このレムリア近辺を複製した階層は、朝昼夜の変化があった。
朝昼は、アールディと地獄の特訓をして。
夜は、セラ様に無理やり回復してもらい。
深夜は、ガンメリーと作戦会議&情報の整理。
こんな日程である。
「―――――って事があった。お前と離れている間」
『【時間の概念】に【劫火】、【蛇】であるか。多少、納得できる推論であるな。魔法という力を観測すると、必ず量子的な揺らぎを感知できる。電子より小さいサイズの【蛇】が世界中にいると仮定して、人の思考により発生する電気信号を【蛇】が受け取り、働いて、他の物質を変換し、超常の現象を発生させる。よく魔法の徒が言う。『物語の再現』も、人が何かを思い浮かべるに辺り、物語形式を使用するのは非常に理にかなっている。そこに感情が乗れば、脳から発せられる電気信号も増大するだろう』
「………………」
巨人住居の窓を見る。
そういえば、羽根付き兎を見ないな。夜空を飛ぶ姿をよく見るのに。草木はあるが、他の生命は複製できないのか。
『聞いているか?』
「聞いてはいた」
何となく触りは理解できた。
「ガンメリー、例えばだが。この蛇の活動を停止させる事ができれば、魔法を無効化できるのか?」
『可能だ。
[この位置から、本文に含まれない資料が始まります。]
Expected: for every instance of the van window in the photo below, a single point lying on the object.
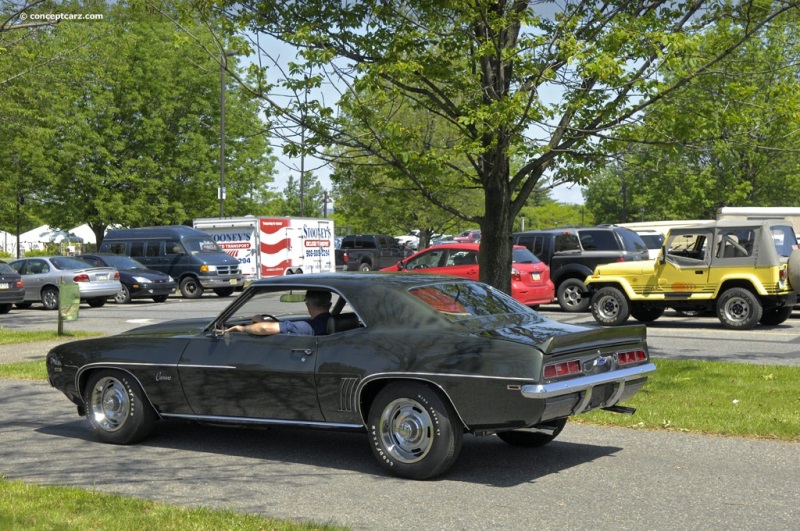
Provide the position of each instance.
(137, 249)
(116, 248)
恐らく、【獣】の咆哮による魔法の無効化がそれだろう』
「死によって変質した蛇が、他の蛇を黙らせた。って事か?」
『恐らくそうだ。吾輩には【蛇】が観測できない為、あくまでも恐らくであるが』
観測、認識。
んーよくわからんが、
「蛇を見つけてしまえば、命令する事も可能なのか?」
『可能だ。問題は、量子よりも小さいサイズの“揺らぐ”物質を見つける手段があるのなら、であるが』
「それは、無理って事だよな?」
『検出装置を作れば可能性はある』
「サイズは?」
まあ、とんでもない大きさだろう。
『異世界の技術水準だと………………最低でもレムリア城三十個分のサイズであるな』
「あ、思ったよりも大きくないな」
大陸サイズとか言われると思っていた。
どっちにしろ持ち運びは不可能だ。
『尚、建築に必要な日数は――――――』
「はいはい、数百年とかだろ」
『そんなところである。観測と言えば、劫火であるが。今回の情報と合わせても、吾輩には理解できない』
「お前でもか」
あの王子も、劫火が生まれた理由は語ったが、劫火の本質は語っていない。この力はどこから来て、どこに還るのか、何なのか、知っておかなければ、僕は過去の人間と同じ過ちを繰り返す。
もしくは未来のか?
『相手を選ぶとはいえ、次元を滅却する凄まじい力だ。【蛇】の存在があっても説明ができない。度を越し過ぎている。有機生命体が、個体で扱えるものではない』
「つまり劫火は、僕から発生している力ではなく。余所から借りている力か?」
『間違いなくそうだ。さて、その“余所”は、人や吾輩が観測できる所にあるのか。難しい問題であるな』
「お手上げだな。【無貌の王】は火葬されたし、ガルヴィングに聞いて答えが返ってくるとは思えない」
今は無理でも、いつかは知らねば。
『あと、時間についてであるが』
「ああ」
僕がこいつに一番聞きたかった事だ。
『qdさjぢおあじょいrじょいじゃwd………………』
ガンメリーがバグって、意味不明な音声を上げる。
「おい?」
『すまぬ。原則違反の為、やはり駄目だった』
「原則? お前そんなのあったのか」
『吾輩も色々あるのである。一応、聞きたい事があるのなら聞くだけ聞くのだ』
意味があるのかわからないが、例えば――――――
「例えば、過去を変える事はできるか?」
まだ、わからないが。一番不吉な予想がどうしても頭にチラつくのだ。考えないようにしても、気を抜いた瞬間に襲って来る。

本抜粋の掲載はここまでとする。